The City Council has agreed to pursue a list of ideas for addressing the impacts of redeveloped homes that some residents consider out of scale or out of character with the surrounding neighborhood.
In response to public interest, city staff and the Planning Commission have been working for the past few months to document problems and propose potential solutions to the issues of neighborhood redevelopment compatibility.
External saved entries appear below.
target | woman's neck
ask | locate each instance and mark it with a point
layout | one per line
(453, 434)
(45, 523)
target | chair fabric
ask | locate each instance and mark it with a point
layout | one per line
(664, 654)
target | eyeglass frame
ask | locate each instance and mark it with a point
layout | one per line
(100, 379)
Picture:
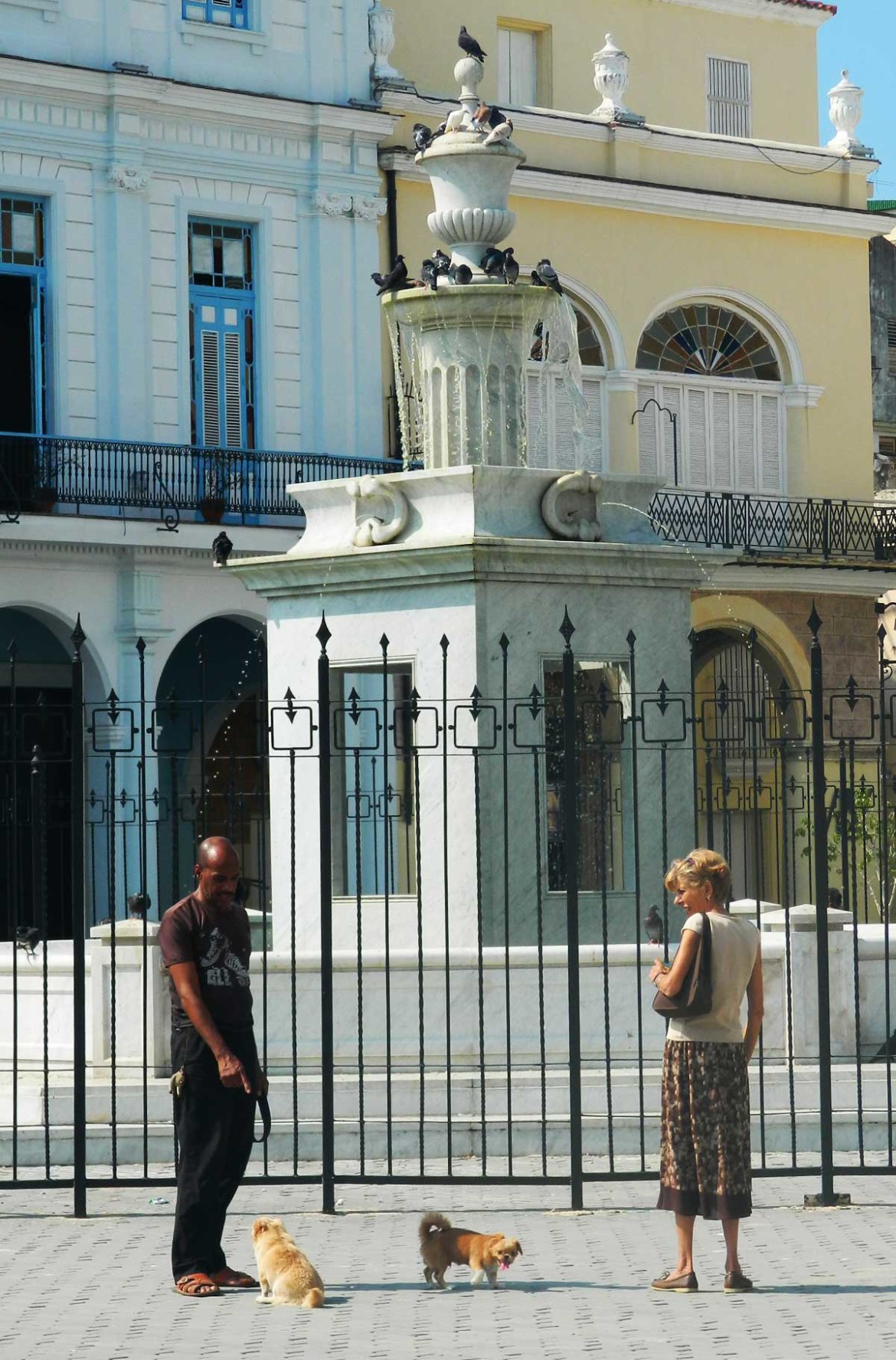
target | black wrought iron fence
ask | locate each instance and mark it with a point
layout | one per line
(423, 867)
(45, 471)
(813, 526)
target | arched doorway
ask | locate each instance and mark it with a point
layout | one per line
(559, 435)
(750, 761)
(211, 742)
(36, 778)
(718, 372)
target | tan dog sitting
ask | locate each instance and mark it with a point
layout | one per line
(284, 1273)
(443, 1246)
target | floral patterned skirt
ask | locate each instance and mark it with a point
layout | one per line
(705, 1162)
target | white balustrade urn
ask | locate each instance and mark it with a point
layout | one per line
(611, 80)
(332, 205)
(570, 506)
(846, 114)
(369, 210)
(129, 179)
(381, 28)
(381, 512)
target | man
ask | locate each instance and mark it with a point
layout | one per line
(205, 947)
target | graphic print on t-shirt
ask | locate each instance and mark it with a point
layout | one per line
(221, 965)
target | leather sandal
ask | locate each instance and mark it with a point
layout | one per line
(233, 1279)
(676, 1284)
(737, 1283)
(198, 1286)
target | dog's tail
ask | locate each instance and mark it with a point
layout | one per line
(431, 1223)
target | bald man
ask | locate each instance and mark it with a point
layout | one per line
(205, 947)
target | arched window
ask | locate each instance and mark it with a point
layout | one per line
(720, 375)
(550, 418)
(708, 340)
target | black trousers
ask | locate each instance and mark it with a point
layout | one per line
(214, 1128)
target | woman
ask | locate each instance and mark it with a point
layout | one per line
(705, 1162)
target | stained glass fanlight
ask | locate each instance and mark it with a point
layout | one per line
(708, 340)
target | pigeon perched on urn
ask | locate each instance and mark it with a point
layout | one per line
(547, 275)
(28, 939)
(422, 136)
(501, 133)
(494, 263)
(396, 277)
(654, 926)
(468, 44)
(222, 547)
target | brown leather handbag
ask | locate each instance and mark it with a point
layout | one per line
(695, 996)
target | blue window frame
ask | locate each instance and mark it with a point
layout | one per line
(230, 14)
(222, 335)
(24, 314)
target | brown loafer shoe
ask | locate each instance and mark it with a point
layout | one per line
(737, 1283)
(678, 1284)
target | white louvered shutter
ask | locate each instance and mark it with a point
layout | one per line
(211, 388)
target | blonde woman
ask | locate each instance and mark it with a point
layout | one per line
(705, 1160)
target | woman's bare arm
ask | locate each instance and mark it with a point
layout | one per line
(754, 1005)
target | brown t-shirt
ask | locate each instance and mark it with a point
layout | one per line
(219, 942)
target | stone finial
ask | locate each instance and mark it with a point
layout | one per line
(611, 80)
(381, 25)
(846, 114)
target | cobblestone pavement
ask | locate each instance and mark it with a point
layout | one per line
(100, 1288)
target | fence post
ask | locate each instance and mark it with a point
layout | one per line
(820, 854)
(328, 1170)
(79, 933)
(571, 856)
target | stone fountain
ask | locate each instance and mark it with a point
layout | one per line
(475, 544)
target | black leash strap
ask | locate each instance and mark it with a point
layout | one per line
(264, 1110)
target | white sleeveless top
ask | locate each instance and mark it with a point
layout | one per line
(734, 947)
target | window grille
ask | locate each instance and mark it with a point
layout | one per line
(729, 98)
(891, 347)
(517, 67)
(230, 14)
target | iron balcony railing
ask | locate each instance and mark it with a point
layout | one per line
(38, 472)
(813, 528)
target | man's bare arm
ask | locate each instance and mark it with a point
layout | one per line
(229, 1067)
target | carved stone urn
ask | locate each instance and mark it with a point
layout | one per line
(611, 80)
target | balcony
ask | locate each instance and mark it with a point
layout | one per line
(843, 531)
(170, 482)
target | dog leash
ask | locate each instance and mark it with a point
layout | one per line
(264, 1110)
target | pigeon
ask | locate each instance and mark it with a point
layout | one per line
(653, 925)
(222, 549)
(396, 277)
(430, 274)
(422, 136)
(456, 121)
(547, 275)
(139, 905)
(494, 261)
(501, 133)
(28, 939)
(469, 45)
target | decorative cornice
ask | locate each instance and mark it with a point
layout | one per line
(792, 11)
(369, 210)
(129, 179)
(332, 205)
(699, 205)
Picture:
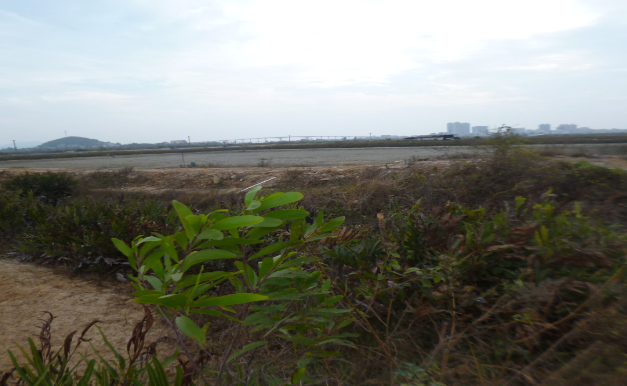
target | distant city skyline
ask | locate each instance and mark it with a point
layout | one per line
(138, 71)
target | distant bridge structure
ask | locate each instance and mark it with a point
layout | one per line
(288, 137)
(443, 137)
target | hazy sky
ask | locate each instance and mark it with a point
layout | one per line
(157, 70)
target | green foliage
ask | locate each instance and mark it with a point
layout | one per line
(81, 230)
(274, 295)
(50, 187)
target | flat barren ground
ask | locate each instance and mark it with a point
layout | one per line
(28, 290)
(279, 158)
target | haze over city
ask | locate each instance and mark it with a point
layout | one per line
(153, 71)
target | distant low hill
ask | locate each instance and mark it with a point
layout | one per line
(73, 142)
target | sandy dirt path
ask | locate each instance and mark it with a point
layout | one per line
(27, 290)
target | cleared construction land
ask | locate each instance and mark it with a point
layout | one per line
(286, 157)
(280, 158)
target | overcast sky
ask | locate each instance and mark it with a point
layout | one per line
(158, 70)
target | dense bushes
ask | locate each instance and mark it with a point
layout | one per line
(77, 232)
(49, 187)
(508, 270)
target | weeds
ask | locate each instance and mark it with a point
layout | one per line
(49, 187)
(506, 270)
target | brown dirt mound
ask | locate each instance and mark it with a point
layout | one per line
(28, 290)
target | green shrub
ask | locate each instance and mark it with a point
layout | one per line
(273, 297)
(50, 187)
(80, 231)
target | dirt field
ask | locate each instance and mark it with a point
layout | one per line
(28, 289)
(289, 158)
(277, 158)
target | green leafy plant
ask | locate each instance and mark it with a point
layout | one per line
(274, 292)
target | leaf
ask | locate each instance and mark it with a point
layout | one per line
(250, 195)
(215, 313)
(256, 318)
(254, 204)
(499, 247)
(229, 242)
(269, 223)
(206, 255)
(229, 300)
(280, 199)
(174, 301)
(154, 282)
(204, 277)
(211, 234)
(122, 247)
(236, 222)
(189, 328)
(336, 222)
(265, 266)
(245, 349)
(287, 214)
(169, 248)
(276, 247)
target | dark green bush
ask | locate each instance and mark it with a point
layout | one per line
(50, 187)
(80, 231)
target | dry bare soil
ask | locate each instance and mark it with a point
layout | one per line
(28, 290)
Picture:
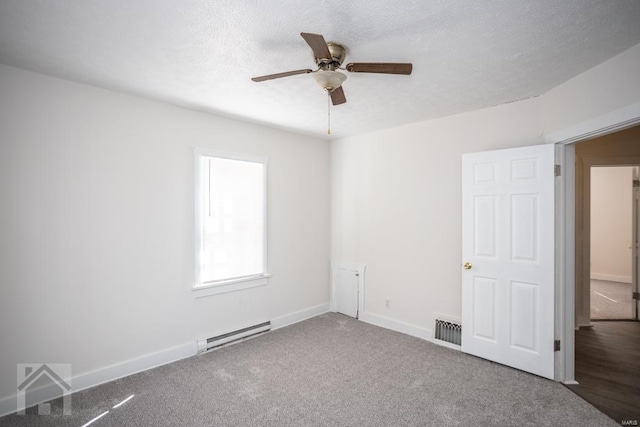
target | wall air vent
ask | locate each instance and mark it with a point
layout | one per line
(447, 331)
(207, 344)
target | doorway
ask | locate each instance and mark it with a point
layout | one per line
(612, 239)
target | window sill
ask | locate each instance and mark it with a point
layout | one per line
(233, 285)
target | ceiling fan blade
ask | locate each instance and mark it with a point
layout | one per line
(380, 67)
(337, 96)
(278, 75)
(317, 44)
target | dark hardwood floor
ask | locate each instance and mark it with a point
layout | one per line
(608, 368)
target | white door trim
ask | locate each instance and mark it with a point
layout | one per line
(566, 139)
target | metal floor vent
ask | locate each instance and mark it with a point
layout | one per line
(207, 344)
(448, 331)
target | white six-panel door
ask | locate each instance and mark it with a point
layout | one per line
(508, 248)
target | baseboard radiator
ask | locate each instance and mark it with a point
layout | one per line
(448, 330)
(207, 344)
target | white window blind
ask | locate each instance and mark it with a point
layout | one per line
(232, 219)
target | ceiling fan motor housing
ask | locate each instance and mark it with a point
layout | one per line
(338, 54)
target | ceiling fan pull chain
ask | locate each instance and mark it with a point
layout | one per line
(328, 113)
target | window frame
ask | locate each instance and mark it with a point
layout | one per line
(199, 288)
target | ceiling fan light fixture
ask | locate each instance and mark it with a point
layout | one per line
(329, 80)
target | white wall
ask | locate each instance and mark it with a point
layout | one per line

Based on research and extensive community outreach, the Commission presented preliminary recommendations to the City Council at the Council's July 16 meeting.
Recommendations, corresponding to three major areas of community concern, included:
- Steps to preserve trees and greenscape -- requiring tree retention on redeveloped single family lots, and requiring that front yards include some greenscape.
- Actions to address scale and character of redeveloped homes -- changing height measurement methods, changing requirements for placement of heating and air conditioning units, restricting "pop-up" carports, establishing special standards for homes exceeding a size threshold and restricting lot combinations.
- Steps to address construction impacts -- requiring regular debris removal from building sites and clean-up of abandoned building sites, requiring on-site signage to inform neighbors of construction codes and requirements, avenues for expressing concerns and contact numbers.
In directing the staff and Planning Commission to proceed, the City Council did not approve any code changes, but paved the way for code amendments and other steps to implement the recommendations. Prior to implementation, all recommended actions will receive further study and public input.
Some of the changes -- those that the City Council considered most urgent -- will be considered by the Planning Commission in early fall and could be implemented by early 2008. More complex changes will be considered later in 2008.
Council Members, Planning Commissioners and staff all emphasized that the recommendations aim for balance, fairness and flexibility -- supporting neighborhood investment, while encouraging graceful transitions.
"We're not trying to legislate taste," Councilmember Claudia Balducci noted. The changes, she said, address actions that destroy the privacy, peace and enjoyment of people's homes.